菅政権の「原発汚染水海洋放出」決定に怒りの声が広がっている。

 4月21日、水俣病被害者・支援者連絡会(9団体)が反対声明。「水銀を含む工場排水の放出が水俣病を生み出したと同じ過ちを繰り返すのか」と。12日には全国被爆二世団体連絡会が「放射能汚染と被爆を強いる」と要請文を首相宛に提出。

 福島県では30日、「地産地消運動促進ふくしま協同組合協議会」(漁協連合会、森林組合連合会、生協連、農協中央会)が、「漁業者を支援し、国際社会、国内で不安や風評被害がすべて払拭できる確信が持てるまで断固反対する」と共同声明発表。生産者と消費者一体の「オールふくしま」として立ち上がっている。全国各地でさまざまな反対、抗議、SNSでの「#海洋放出に反対する」が続いている。

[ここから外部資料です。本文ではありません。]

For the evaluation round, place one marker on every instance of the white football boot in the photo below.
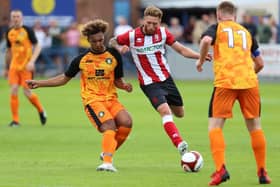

 韓国では、学生らがソウルの日本大使館前や釜山の日本領事館前で抗議。漁業・水産業者は各地で糾弾集会を開き、30日には釜山など7カ所漁船の海上デモ。釜山市議会を皮切りに、忠清南道、全羅北道、大田市、仁川市議会など各地の議会も続々と与野党をこえて決議採択している。秀吉の朝鮮侵略「倭乱」になぞらえて「放射能倭乱」と言われるほど怒りは大きい。朝鮮半島の人々にとっては海は命そのものなのだ。台湾、香港、中国も反対世論が圧倒的。中米8カ国の「中米統合機構」も共同で対応する声明を採択。かつて核実験場とされた太平洋のフィジーから「安全なら東京に捨てよ」という声が。

 日本は米国とIAEAのお墨付きを得たとするが、世界的には孤立している。海でつながる世界の人々とともに、汚染水の海洋放出計画を粉砕しなければならない。